Il problema è la nostra realtà, che il mondo di Harry Potter rispecchia.
E' facile nei film togliere l'ambiguità (e il realismo). Non si può dire lo stesso della nostra società ed è al mondo comune, Babbano, che la serie si rivolge pur essendo ambientata nella magia, invitandoci a pensare.
Chi sono i buoni e chi i cattivi?
Le guerre sono giuste? Chi ha ragione e per quali motivi?
Nel mondo reale bene e male non sono scissi, sono punti di vista più o meno condivisibili e spesso difficili da separare.
Un adolescente può capirlo in un libro di Harry Potter ma un adulto non lo capisce in un film?
Tutti gli attori sono bravissimi, soprattutto Jason Isaacs, Bill Nighy e Rhys Ifans. Alan Rickman appare solo all'inizio, ma per fortuna lo vedremo molto di più nella Parte II.
Il film comunque riesce a creare un'atmosfera di tensione, ad alzare la posta in gioco per tutti i personaggi: a dare l'impressione che si tratti davvero di una questione di vita o di morte.
In effetti è evidente nel libro che è una questione di vita o di morte...

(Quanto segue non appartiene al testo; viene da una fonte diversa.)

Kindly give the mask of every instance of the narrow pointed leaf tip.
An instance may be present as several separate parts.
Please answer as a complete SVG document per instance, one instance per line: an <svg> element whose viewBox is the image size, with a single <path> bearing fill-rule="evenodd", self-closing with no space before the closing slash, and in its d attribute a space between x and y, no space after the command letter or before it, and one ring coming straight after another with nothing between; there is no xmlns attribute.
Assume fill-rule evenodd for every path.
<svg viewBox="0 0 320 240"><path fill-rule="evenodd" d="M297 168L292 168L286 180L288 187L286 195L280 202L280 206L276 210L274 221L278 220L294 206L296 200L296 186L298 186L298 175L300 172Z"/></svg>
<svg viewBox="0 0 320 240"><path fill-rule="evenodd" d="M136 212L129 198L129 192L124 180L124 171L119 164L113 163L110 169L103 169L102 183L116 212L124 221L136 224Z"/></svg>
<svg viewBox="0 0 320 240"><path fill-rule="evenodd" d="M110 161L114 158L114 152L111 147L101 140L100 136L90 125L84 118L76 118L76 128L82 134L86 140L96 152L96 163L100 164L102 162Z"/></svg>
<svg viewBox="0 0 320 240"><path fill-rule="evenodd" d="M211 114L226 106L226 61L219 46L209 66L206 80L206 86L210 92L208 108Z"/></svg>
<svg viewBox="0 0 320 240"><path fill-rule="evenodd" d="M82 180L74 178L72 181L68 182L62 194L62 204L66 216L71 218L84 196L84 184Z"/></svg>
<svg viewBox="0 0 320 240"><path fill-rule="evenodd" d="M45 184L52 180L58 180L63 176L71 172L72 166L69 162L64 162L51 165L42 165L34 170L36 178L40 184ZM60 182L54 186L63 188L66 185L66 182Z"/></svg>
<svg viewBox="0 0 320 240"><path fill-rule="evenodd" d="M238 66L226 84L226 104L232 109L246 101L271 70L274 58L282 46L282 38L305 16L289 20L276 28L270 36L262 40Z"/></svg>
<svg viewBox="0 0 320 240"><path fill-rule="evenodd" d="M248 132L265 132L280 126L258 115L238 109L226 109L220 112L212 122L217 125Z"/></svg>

Risente però di una mancata focalizzazione, della natura episodica della parte centrale, che espone senza pietà le macchinazioni intricate della trama.
La trama è intricata. Che c'è di male in questo?

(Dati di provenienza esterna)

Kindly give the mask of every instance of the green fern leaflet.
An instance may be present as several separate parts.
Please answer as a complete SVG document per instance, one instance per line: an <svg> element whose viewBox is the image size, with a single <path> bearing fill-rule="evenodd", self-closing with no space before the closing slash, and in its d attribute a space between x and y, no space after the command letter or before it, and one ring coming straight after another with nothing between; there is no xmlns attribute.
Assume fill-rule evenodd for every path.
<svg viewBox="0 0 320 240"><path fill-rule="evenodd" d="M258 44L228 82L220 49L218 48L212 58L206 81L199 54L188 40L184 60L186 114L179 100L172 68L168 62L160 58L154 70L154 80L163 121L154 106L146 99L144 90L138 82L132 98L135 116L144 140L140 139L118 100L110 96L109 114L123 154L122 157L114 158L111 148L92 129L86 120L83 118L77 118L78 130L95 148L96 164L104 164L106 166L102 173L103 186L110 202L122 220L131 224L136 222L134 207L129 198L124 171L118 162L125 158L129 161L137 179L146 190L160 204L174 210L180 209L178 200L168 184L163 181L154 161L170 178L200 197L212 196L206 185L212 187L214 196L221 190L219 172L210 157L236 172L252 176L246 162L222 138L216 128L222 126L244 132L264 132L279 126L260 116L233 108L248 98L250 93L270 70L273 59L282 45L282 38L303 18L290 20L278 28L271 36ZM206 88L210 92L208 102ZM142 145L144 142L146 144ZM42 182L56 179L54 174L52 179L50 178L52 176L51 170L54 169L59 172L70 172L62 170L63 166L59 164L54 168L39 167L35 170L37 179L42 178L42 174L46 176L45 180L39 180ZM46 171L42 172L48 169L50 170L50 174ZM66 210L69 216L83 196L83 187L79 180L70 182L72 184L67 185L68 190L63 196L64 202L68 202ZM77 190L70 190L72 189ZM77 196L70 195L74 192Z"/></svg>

E poiché ovviamente manca una vera risoluzione della storia, l'impressione che rimane è di una certa insoddisfazione. Non è assolutamente un brutto film, ma sembra un film incompiuto.

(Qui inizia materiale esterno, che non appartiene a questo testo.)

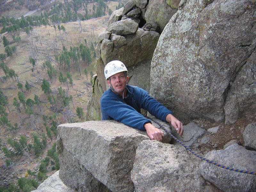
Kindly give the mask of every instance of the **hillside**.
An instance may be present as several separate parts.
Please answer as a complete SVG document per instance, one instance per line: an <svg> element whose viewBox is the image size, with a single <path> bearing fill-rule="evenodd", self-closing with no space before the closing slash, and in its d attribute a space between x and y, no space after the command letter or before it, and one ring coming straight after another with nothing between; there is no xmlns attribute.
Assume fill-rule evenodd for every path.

Tutti gli spettatori sanno che il settimo libro non ha 24 capitoli.
Tutti gli spettatori sanno che quel "Parte I" non sta lì per bellezza.
Indi tutti gli spettatori, si spera, si aspettano che la storia non si concluda.

Giornalista Numero 4:
Un titolo migliore per il film sarebbe stato: "Hermione si mette al volante". E' lei a portare avanti il film, ipnotica con il suo carattere tranquillo, metodico e pragmatico. E' piena di grinta. [...] Il film dura 146 minuti: non è il più lungo della serie, ma sono certo che un incantesimo avrebbe potuto farne sparire almeno venti minuti. [...]
E aggiungerne altrettanti. Il materiale nel libro c'è e sono sicura che qualcosina qui e là sia stata tagliata, è anche normale. Non si sarebbe annacquato per pochi minuti in più.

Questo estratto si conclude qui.